Что ж, это заметно. Впрочем, заметно и кое-что еще, особенно когда как следует приглядишься. За этой небесно-голубой дверью скрывается множество вещей, которых обычно покупатели просто не замечают. во-первых, помещение старое и явно требует ремонта. Витрина, правда, оформлена вполне симпатично – разными хорошенькими баночками и коробочками, да и стены в магазине выкрашены веселой желтой краской, но сырость все равно не скроешь, она притаилась в углах и под полом и свидетельствует о нехватке и времени, и денег. Хотя, конечно, они кое-что предприняли, чтобы это скрыть: тонкая, похожая на паутину золотистая надпись как бы случайно оказалась именно в том месте, где на стене больше всего трещин, приветливо мерцает дверь, воздух пропитан роскошными ароматами, обещающими нечто гораздо большее, чем эти второсортные шоколадки.
Попробуй. Испытай меня на вкус.
Левой рукой я незаметно начертала в воздухе магический знак – Глаз Черного Тескатлипоки. И тут же вокруг заполыхали цветы, подтверждавшие мои первоначальные подозрения. Это, безусловно, проявлялась чья-то волшебная сила, но вряд ли Янны Шарбонно. У этого многоцветного сияния слишком молодой, наивный, взрывной оттенок, что свидетельствует о душе, еще не обученной.
Анни? А кто еще? Неужели ее мать? Ну что ж. в ней действительно есть нечто такое, что такое, что не дает мне покоя, хотя я заметила это лишь однажды – в самый первый день, когда она открыла дверь, услышав свое имя. Тогда у нее и аура была ярче; и что-то подсказывает мне: те яркие цвета вообще ей свойственны, хоть она и старается это скрыть.

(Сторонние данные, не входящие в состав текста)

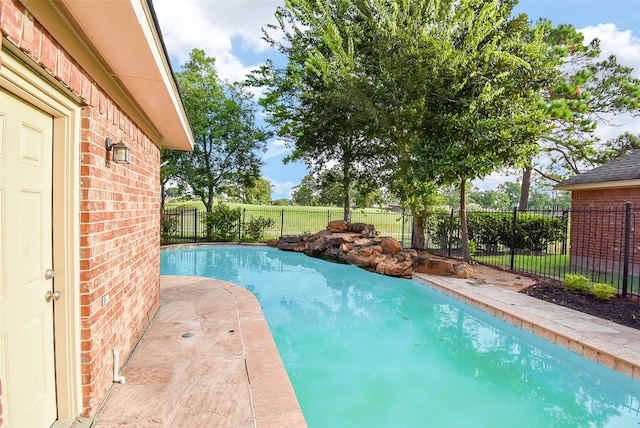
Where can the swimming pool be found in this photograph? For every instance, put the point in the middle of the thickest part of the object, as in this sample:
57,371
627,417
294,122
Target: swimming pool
365,350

Розетт по-прежнему рисовала на полу, напевая свою простенькую песенку. «Бам-бам-бамм… Бам-бадда-баммм…»
— Идем, Розетт. Тебе пора спать.
Но Розетт даже головы не подняла. Только пение стало чуть громче; теперь она сопровождала его еще и ритмичными постукиванием ножки, обутой в сандалию. «Бам-бам-бам…»
— Ну хватит, Розетт, — ласково сказала Янна. – Давай-ка уберем твои карандаши.
Розетт и на это предложение никак не отреагировала.
— Бам-бам-бам… Бам-бадда-бамм… — И под это пение ее аура из нежно-золотистого цвета осенних хризантем превратилась в ярко-оранжевую, и она со смехом протянула ручонки, словно пытаясь поймать в воздухе падающие лепестки. – Бам-бам-бамм… Бам-бадда-бамм…
— Тише, Розетт!
Вот теперь я отчетливо почувствовала, до какой степени Янна напряжена. И напряжение это свидетельствовало не столько о растерянности – из-за того, чтто дочка не желает ее слушаться, — сколько о приближающейся опасности. Она подхватила Розетт, которая продолжала беззаботно, как птичка, напевать, и, слегка сдвинув брови, извинилась передо мной.
— Вы уж нас простите. Она всегда так, когда переутомится. Просто ей пора спать.
— Ничего страшного. Она у вас такая умница, — сказала я.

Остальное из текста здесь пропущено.